Are there any specific memories from your time at Northeastern that had a lasting impact on you? Any that influenced your career choices?

“I think the most important two were co-op and the Dialogue of Civilization. I worked with the Trust for Public Land, a non-profit that works in preserving natural lands. They also work with urban planners and they were working on climate smart cities. I found that to be really interesting so I talked with the folks there and they told me about the career options in urban planning and how it relates to what I was learning in class about climate change. It felt like a good way to put what I learned into practice. I also did a Dialogue with civil engineering to the Netherlands to study sustainable transportation. I learned about their transportation and public transportation and how the Netherlands managed to create a super comprehensive system. So while it was a civil engineering focused dialogue,it was heavy in urban planning influence and definitely felt relevant to everything I was learning and was a push for me to go into urban planning.”

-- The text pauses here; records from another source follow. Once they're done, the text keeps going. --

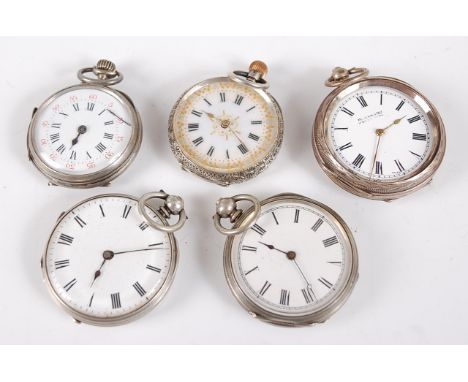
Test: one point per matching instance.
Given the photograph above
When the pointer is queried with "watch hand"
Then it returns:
(119, 118)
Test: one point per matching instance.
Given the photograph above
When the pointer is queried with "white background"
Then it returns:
(413, 252)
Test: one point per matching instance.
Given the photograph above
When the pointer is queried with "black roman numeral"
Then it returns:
(399, 165)
(140, 290)
(347, 111)
(238, 100)
(65, 239)
(69, 285)
(330, 241)
(197, 141)
(284, 297)
(127, 209)
(420, 137)
(362, 101)
(54, 137)
(325, 282)
(193, 127)
(414, 119)
(115, 299)
(317, 225)
(154, 269)
(346, 146)
(265, 287)
(80, 221)
(243, 149)
(62, 264)
(359, 160)
(100, 147)
(258, 229)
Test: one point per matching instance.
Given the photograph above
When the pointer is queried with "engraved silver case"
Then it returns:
(318, 316)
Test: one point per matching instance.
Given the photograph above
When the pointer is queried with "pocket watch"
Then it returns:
(377, 137)
(227, 129)
(112, 257)
(288, 260)
(85, 135)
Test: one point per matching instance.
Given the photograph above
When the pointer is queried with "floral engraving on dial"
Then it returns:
(82, 131)
(104, 261)
(380, 133)
(226, 126)
(293, 260)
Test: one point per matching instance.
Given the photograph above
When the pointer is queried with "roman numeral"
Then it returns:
(347, 111)
(254, 137)
(420, 137)
(80, 221)
(243, 149)
(140, 290)
(414, 119)
(265, 287)
(197, 141)
(317, 225)
(307, 295)
(54, 137)
(154, 269)
(61, 149)
(284, 297)
(258, 229)
(238, 100)
(100, 147)
(115, 299)
(65, 239)
(143, 226)
(193, 127)
(325, 282)
(296, 216)
(69, 285)
(362, 101)
(62, 264)
(399, 165)
(330, 241)
(253, 269)
(346, 146)
(249, 248)
(274, 217)
(378, 168)
(127, 209)
(359, 160)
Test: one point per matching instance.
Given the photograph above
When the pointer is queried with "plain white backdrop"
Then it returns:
(413, 252)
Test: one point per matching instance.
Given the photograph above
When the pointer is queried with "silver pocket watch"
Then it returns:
(227, 129)
(113, 257)
(87, 134)
(288, 259)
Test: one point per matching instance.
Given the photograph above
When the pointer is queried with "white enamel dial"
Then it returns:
(380, 133)
(226, 126)
(295, 259)
(104, 261)
(83, 130)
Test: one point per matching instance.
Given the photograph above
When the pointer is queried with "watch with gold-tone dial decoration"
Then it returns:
(227, 129)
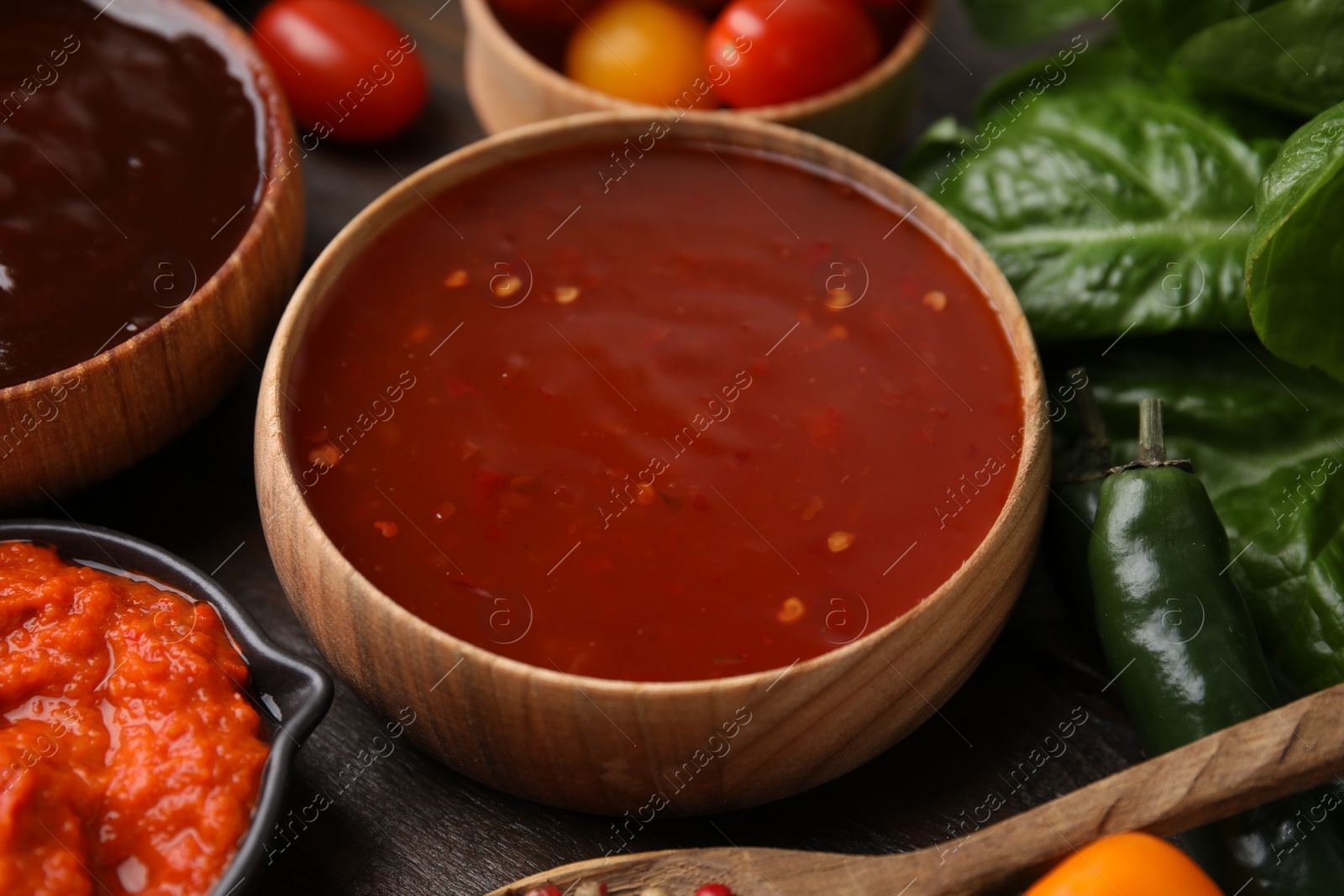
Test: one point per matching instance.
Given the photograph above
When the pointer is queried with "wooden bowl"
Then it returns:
(608, 746)
(508, 86)
(80, 425)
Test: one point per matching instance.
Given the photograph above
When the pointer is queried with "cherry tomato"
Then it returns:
(349, 71)
(784, 51)
(714, 889)
(642, 50)
(1126, 866)
(546, 13)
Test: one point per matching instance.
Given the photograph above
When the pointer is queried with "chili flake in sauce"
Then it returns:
(129, 759)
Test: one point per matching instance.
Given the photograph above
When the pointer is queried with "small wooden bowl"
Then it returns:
(609, 746)
(80, 425)
(508, 86)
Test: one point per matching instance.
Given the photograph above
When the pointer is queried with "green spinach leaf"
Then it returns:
(1113, 204)
(1268, 441)
(1158, 27)
(1289, 55)
(1294, 265)
(1012, 23)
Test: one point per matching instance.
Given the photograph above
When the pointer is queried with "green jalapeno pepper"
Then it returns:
(1179, 638)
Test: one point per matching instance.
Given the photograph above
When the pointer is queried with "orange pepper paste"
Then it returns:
(129, 757)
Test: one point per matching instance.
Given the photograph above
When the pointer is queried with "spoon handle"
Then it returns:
(1258, 761)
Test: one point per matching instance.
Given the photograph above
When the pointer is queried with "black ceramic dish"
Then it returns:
(292, 694)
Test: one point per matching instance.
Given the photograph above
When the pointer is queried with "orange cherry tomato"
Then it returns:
(784, 51)
(640, 50)
(347, 70)
(1126, 866)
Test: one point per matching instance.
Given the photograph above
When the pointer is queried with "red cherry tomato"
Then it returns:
(349, 71)
(546, 13)
(784, 51)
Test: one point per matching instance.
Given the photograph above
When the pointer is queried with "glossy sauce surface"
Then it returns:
(709, 418)
(129, 759)
(129, 170)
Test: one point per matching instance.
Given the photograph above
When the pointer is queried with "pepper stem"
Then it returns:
(1152, 448)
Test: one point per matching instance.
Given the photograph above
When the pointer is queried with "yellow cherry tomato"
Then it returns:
(642, 50)
(1126, 866)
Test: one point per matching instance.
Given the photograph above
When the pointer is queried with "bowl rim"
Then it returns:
(904, 54)
(311, 701)
(277, 132)
(270, 445)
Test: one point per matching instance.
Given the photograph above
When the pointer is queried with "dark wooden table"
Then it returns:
(410, 825)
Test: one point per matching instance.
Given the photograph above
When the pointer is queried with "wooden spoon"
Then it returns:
(1258, 761)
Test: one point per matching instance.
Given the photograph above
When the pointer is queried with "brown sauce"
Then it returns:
(131, 147)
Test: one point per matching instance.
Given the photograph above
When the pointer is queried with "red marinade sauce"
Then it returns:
(707, 417)
(129, 759)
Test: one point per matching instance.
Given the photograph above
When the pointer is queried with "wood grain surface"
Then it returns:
(402, 824)
(1258, 761)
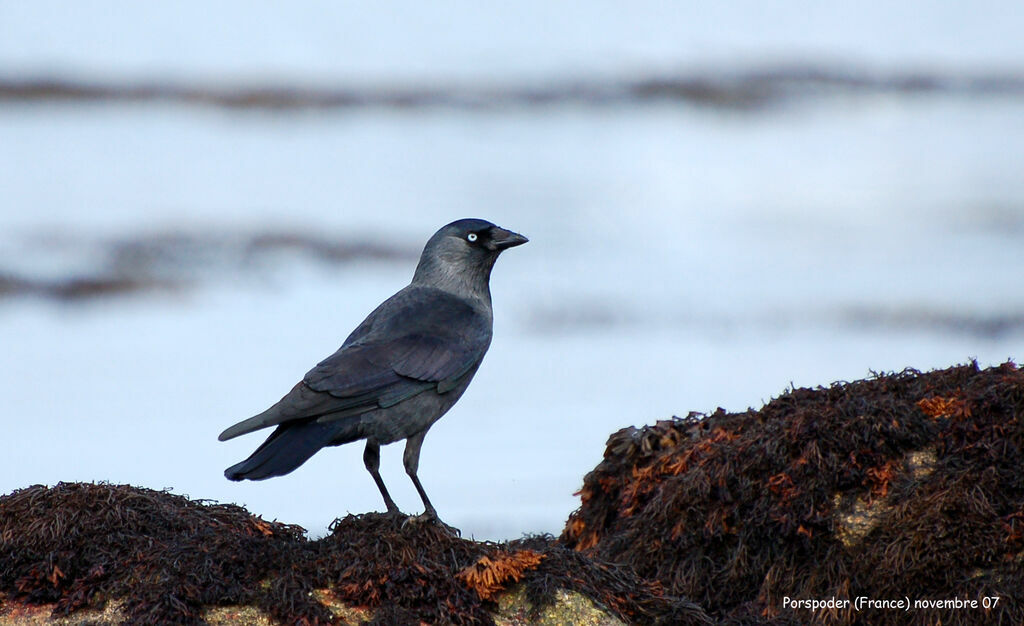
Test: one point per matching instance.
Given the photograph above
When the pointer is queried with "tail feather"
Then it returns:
(291, 446)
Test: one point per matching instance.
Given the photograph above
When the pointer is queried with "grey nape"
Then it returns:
(398, 372)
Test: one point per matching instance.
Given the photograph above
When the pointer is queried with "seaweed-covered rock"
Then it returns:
(902, 487)
(115, 553)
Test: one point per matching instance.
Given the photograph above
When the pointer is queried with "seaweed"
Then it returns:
(905, 485)
(166, 558)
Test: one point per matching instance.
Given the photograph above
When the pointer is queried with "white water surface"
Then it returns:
(681, 258)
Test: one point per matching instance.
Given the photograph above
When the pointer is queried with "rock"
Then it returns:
(902, 487)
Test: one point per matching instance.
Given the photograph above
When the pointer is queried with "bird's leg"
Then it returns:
(412, 459)
(372, 459)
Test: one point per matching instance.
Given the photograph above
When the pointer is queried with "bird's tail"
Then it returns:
(291, 446)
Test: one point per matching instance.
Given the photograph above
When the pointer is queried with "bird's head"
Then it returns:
(460, 256)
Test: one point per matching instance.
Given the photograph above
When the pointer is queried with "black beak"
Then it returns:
(502, 239)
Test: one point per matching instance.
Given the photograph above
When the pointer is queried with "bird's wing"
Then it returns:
(417, 340)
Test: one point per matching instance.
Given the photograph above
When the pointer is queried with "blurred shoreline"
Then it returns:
(750, 88)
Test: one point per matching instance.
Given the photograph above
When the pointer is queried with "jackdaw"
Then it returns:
(398, 372)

How, if in any way, did the Environmental Studies program at Northeastern impact your career path?

“I think my favorite thing about the Environmental Studies program was that it allowed for a lot of flexibility. When I was in the program, there were different tracks you could follow within the Environmental Studies program and you also had the option to create your own track. There was a lot of faculty support to explore your specific interests which was great because Environmental Studies is so broad. It was nice to not feel confined to a track that did not appeal to you. I focused on sustainability and I found it really helpful in defining what I wanted to do after I graduated.”

Could you explain what you currently do for a living? What is a normal day at work like?

“Currently I am a civilian community planner for the Airforce. I live in San Antonio and I work for joint base San Antonio which is one of the biggest bases in the USAF. Every day is different. Our job on the base is to create planning documents which are similar to how a city works. For instance, a city has a master plan for the city. We have what’s called the Instillation development campus plan. Our job is to update those plans as needed which is a big effort. Between updating, we ensure those plans get implemented. We work with mission partners to figure out what they need (i.e. if they want to relocate to a different part of base, if they want to bring new people onto base) and we make sure any developments they need are aligning with the plans we put in place. We also do work with the community since we do have aircraft on the installation and it’s important to maintain the relationship between the community and base because there are noise impacts from the aircrafts, etc.. A typical day might be working on some notifications from the city on development that’s happening on base, going to a few meetings with mission partners, reviewing plans that we are stakeholders in and providing comments. At the base where I work, we have four community planners.”

How has COVID-19 impacted your career?

“COVID-19 has had an interesting impact because we are a federal agency. When COVID-19 first happened, there were mandates for people to work from home but because we provide basic training at this base, we continued operations through the COVID-19 pandemic to support our mission. We do a lot more meetings virtually which has been sometimes successful, sometimes a challenge; but there are some limitations in terms as to what we can do with virtual programs since we are on a secure network.  it’s been interesting trying to figure out which technologies are best suited for us and those we need to meet with. I think it’s a unique challenge as compared to those who work in private industries, but we’re getting there and it’s getting better.”

Are there any skills from your studies at Northeastern that you transferred into a career in community planning?

“Definitely, I think that one of the biggest things that Northeastern instilled in us is the importance of professionalism. Effective communication is important in both the co-op class and on co-op. The life skills that you learn at Northeastern are super important and valuable. For example, I meet with many people every day including those I’ve never met before and some who are not sure what they want or are a little frustrated. Additionally, I think Northeastern encourages people to take new opportunities and to try new things. Community planning for the government is not a typical path for an urban planner so I think that sense of ‘Why not try something new? Why not try a new challenge?’ is something that Northeastern definitely has embodied.”

What is your key piece of advice for anyone attending Northeastern?

“I would say make the most of every opportunity and study abroad. I have remained close with friends from my time at Northeastern and we all agree that the most formative part of Northeastern is the experiential learning. I would encourage people to take advantage of that whether it’s a whole semester abroad, a co-op in another city, a dialogue, or student organizations. The experiences are the things that stick with us the most.”